Executive Skills

We are able to manage our lives using high-level thinking abilities called executive skills.  In the same way that the executive runs a company, our brain’s executive skills direct and manage our lives.

Students with strong executive skills manage their study sessions so they are more productive.  They understand which subjects to give the greatest attention to because they “know what they know.”

These students are organized and efficient.  They regulate their emotions so that they bring test anxiety under control.

Students with ADD or ADHD have difficulty regulating their lives in one or more key areas.  ADD and ADHD can make it difficult for students to screen out distractions, prioritize their activities, and commit to tasks that are “boring” to them. They need educational therapy to help them develop stronger management skills.
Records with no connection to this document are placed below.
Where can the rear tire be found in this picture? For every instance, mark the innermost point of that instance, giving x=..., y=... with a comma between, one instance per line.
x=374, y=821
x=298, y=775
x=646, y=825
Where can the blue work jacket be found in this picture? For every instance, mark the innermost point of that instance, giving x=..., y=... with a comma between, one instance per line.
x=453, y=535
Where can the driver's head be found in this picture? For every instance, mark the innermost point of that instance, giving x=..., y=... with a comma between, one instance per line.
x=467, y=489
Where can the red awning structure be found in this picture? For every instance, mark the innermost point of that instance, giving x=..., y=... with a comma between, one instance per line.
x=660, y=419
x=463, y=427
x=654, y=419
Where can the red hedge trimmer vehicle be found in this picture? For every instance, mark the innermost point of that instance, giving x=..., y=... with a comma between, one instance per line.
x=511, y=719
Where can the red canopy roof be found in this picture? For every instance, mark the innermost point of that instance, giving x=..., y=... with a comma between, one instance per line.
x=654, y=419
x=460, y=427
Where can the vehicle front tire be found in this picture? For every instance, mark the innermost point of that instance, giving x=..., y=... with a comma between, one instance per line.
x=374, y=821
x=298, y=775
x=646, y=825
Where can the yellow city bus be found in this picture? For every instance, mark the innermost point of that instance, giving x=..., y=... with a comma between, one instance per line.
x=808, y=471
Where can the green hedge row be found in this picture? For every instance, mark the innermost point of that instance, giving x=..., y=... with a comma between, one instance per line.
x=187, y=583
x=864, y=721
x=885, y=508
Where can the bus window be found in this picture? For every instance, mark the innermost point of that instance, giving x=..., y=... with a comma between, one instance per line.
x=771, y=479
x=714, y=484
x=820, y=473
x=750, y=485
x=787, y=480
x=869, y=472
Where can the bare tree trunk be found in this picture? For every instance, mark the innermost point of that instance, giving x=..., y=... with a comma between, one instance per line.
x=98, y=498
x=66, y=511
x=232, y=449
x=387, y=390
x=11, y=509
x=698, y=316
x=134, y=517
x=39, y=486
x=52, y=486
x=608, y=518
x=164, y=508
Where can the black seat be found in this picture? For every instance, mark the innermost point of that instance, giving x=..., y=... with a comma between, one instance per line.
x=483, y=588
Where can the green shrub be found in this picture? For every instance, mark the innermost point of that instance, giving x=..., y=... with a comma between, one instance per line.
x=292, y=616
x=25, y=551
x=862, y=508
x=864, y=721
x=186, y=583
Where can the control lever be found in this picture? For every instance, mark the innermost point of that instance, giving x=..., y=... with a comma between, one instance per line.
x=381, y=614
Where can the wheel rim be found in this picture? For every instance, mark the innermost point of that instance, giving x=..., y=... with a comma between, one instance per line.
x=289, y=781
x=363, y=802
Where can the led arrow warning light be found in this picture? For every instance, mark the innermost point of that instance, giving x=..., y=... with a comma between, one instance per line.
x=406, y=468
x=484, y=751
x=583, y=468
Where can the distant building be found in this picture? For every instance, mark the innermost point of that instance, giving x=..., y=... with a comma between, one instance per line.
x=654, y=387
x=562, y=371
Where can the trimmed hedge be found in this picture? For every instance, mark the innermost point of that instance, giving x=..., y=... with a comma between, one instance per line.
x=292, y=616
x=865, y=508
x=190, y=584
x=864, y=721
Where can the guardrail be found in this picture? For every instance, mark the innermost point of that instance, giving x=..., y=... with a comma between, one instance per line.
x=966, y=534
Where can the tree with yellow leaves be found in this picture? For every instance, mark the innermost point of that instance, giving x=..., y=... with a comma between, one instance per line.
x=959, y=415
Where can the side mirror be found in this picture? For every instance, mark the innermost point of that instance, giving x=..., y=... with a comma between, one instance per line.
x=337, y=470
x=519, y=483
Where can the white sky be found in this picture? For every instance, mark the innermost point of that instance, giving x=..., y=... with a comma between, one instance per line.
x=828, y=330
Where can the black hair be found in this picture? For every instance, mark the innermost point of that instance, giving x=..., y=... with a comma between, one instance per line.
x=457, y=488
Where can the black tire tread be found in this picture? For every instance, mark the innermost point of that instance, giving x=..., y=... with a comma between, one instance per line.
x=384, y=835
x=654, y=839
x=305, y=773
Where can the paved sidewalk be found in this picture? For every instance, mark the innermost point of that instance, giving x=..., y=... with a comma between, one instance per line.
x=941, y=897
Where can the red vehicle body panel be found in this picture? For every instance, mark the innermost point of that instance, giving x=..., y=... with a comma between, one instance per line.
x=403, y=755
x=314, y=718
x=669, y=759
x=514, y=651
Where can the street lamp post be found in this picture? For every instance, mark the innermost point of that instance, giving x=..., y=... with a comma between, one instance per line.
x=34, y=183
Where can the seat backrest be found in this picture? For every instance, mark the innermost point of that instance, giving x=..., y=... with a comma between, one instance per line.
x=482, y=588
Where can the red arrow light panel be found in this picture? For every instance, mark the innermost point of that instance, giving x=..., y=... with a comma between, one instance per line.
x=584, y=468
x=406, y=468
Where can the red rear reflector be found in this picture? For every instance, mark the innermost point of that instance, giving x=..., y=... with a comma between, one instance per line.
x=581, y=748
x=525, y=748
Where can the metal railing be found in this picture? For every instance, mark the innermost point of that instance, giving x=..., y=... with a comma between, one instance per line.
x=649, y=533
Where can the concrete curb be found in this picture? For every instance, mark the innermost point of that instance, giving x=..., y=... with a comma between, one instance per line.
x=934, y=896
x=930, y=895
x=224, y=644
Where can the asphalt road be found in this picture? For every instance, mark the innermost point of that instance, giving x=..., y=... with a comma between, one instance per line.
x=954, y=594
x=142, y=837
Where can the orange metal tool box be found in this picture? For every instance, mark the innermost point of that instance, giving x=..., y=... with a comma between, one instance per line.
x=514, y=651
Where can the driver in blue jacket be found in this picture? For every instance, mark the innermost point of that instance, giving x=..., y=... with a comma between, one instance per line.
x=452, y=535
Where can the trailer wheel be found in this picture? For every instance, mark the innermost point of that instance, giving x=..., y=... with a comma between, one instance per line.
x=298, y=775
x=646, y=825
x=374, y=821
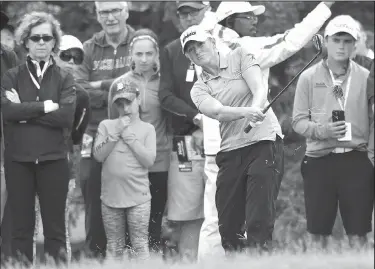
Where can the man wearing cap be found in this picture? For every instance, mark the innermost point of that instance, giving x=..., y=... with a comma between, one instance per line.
x=8, y=60
x=106, y=58
x=186, y=179
x=331, y=110
x=242, y=17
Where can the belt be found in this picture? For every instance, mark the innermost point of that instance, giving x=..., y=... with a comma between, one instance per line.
x=341, y=150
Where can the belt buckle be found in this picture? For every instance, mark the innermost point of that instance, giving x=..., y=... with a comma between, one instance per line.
x=339, y=150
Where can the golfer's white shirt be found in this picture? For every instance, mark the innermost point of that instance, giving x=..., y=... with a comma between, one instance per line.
x=270, y=51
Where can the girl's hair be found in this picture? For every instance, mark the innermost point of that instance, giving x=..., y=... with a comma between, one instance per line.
x=33, y=19
x=145, y=34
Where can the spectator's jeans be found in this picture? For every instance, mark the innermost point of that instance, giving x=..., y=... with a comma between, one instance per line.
x=209, y=238
x=185, y=206
x=158, y=189
x=6, y=221
x=341, y=180
x=48, y=179
x=115, y=222
x=247, y=187
x=91, y=188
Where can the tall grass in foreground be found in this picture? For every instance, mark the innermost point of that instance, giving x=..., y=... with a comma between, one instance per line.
x=337, y=255
x=312, y=260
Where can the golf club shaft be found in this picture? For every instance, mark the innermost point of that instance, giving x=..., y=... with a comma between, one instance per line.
x=249, y=127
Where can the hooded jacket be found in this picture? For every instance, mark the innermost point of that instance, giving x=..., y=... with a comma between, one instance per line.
x=102, y=62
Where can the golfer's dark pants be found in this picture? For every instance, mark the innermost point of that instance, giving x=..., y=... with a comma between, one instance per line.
x=248, y=183
x=344, y=181
x=49, y=180
x=158, y=189
x=96, y=240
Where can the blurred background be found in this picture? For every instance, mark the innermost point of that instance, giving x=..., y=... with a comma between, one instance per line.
x=79, y=19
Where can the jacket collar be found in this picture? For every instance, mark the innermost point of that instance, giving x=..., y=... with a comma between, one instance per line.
x=223, y=64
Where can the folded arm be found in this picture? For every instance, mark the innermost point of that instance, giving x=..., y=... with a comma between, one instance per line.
x=18, y=111
x=64, y=116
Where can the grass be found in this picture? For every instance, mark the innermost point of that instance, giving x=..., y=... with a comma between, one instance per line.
x=282, y=260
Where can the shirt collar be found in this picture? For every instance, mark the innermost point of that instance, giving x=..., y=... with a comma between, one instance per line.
x=223, y=64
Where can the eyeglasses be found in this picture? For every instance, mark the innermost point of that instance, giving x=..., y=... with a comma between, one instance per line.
x=115, y=12
x=338, y=91
x=252, y=18
x=193, y=13
x=67, y=55
x=37, y=38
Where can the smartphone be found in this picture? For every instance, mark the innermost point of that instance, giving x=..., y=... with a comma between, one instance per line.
x=338, y=115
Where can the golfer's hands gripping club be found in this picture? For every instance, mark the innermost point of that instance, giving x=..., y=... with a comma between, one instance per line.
x=254, y=114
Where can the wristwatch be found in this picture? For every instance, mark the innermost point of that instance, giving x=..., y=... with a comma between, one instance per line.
x=197, y=119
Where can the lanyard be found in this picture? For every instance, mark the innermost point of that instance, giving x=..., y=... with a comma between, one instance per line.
x=334, y=81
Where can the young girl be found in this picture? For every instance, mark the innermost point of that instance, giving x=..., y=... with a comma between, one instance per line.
x=144, y=73
x=127, y=147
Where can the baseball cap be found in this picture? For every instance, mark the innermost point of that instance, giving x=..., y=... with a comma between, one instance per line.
x=342, y=23
x=125, y=89
x=70, y=42
x=226, y=9
x=193, y=33
x=4, y=19
x=192, y=4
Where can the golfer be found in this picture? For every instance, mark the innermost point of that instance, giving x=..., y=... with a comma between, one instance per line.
x=230, y=89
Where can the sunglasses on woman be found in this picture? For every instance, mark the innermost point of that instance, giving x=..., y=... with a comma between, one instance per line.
x=37, y=38
x=67, y=55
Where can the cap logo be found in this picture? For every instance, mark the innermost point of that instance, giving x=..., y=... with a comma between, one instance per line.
x=120, y=86
x=188, y=35
x=343, y=25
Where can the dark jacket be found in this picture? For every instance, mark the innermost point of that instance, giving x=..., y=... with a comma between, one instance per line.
x=8, y=60
x=174, y=93
x=30, y=134
x=102, y=62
Autism is another disorder that affects students’ executive skills.  Students with autism spectrum disorder need help to learn how to study effectively and how to determine if they have learned the material well. They can have trouble with reading comprehension and therefore don’t realize that they have not mastered the reading assignment.

Our executive skills programs help students develop the willingness and ability to manage their academic lives.  We help students become productive, efficient and organized.  We show students how to find time for all the academic tasks they are expected to do and still find time to enjoy their interests and family and friends.  We help students who have difficulty sustaining attention learn ways to increase their “time on task.”

We help students “feel like studying” when they have given up because of repeated failure.  We help them develop the emotional copying strategies to persist through difficult subjects and demanding schedules.  We help them defeat the learned helplessness that robs them of confidence and the power to change.